ネーゲルは、理由は人称中立的だという立場だった。例えば以下のような2つの文を考えよう。
- 踏まれると私の足が痛いので、私には足を踏まれるのを避ける理由がある。
- 踏まれると太郎の足が痛いので、太郎には足を踏まれるのを避ける理由がある。
1のような一人称の文に対応する判断を受け入れるとき、人は行為へと動機づけられる。
では、2のような三人称の文はどうか? ネーゲルによれば、1に含まれる動機づけ内容は2にもすでに含まれているのでなければならない。2のような判断を受け入れるとき、私は自分が太郎であるにせよないにせよ、太郎が足を踏まれないという事態を促進する一応の理由をもつ。自分が太郎であった場合、私は足を踏まれないようにする理由をもつし、自分が足を踏みそうな人だった場合、私は太郎の足を踏まないようにする理由をもつ。ネーゲルの立場では、これらはすべて2のような無人称の判断から派生する理由である。
ここから、自分の理由に反応することも、他人の理由に反応することも、本質的には変わらないというような一種の利他主義が出てくる。
『利他主義の可能性』については以前もちょっと書いた。
ただしネーゲルがどういう議論でこれを論証しようとしているのかはわかりにくい。
著者は、まずネーゲルが排除しようとしている立場を、IMI独我論と呼ぶ。IMI独我論(非人称の動機無効独我論impersonal motivational impotence solipsism)とは、自分の一人称の観点にのみ動機づけ内容を認めるような立場であるとされる。

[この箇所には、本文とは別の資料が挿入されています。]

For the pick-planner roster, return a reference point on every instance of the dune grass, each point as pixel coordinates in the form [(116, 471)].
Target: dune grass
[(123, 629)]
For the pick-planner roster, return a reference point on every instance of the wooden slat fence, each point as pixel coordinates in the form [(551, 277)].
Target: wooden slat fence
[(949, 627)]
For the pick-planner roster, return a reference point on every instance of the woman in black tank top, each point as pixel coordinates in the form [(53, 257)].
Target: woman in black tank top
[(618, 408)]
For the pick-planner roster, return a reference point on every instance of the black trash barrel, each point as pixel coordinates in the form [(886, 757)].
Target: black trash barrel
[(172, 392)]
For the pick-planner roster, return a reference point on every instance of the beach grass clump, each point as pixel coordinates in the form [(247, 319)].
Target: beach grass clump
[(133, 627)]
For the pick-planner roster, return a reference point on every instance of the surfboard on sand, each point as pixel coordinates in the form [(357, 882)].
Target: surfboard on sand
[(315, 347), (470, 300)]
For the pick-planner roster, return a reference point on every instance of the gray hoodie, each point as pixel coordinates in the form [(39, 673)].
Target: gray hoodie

著者はネーゲルの論証を次のように再構成している。IMI独我論は、自分自身を他人たちの中の単なる一人の人間にすぎないものとして捉える理解と相容れない。しかし、自分自身を他人たちの中の単なる一人の人間にすぎないものとして捉えることは避けられないため、理由の人称中立性と利他主義が要請される。要するに、自分が倫理的特異点のように扱わないと自分の視点を特別扱いできないだろうという感じだ。
その上で、著者は、行為者相対的実践的原理だけを採用しても、自分自身を他人たちの中の単なる一人の人間にすぎないものとして捉える理解と両立するのではないかと反論している。
個人的には、判断の動機づけ内容など、ネーゲル独特の言い回しがよくわからないので*2、反論がうまくいっているかどうかもよくわからないといった感じだ。その辺はもう少し整理してほしかった。あと、時間論の部分をショートカットしているのは残念。エゴイズムに対する強力な反論として、「エゴイズムってそもそも通時的自己同一性が成り立たないとどうしようもない」というネーゲルからパーフィットに受け継がれた重要な論点があるので。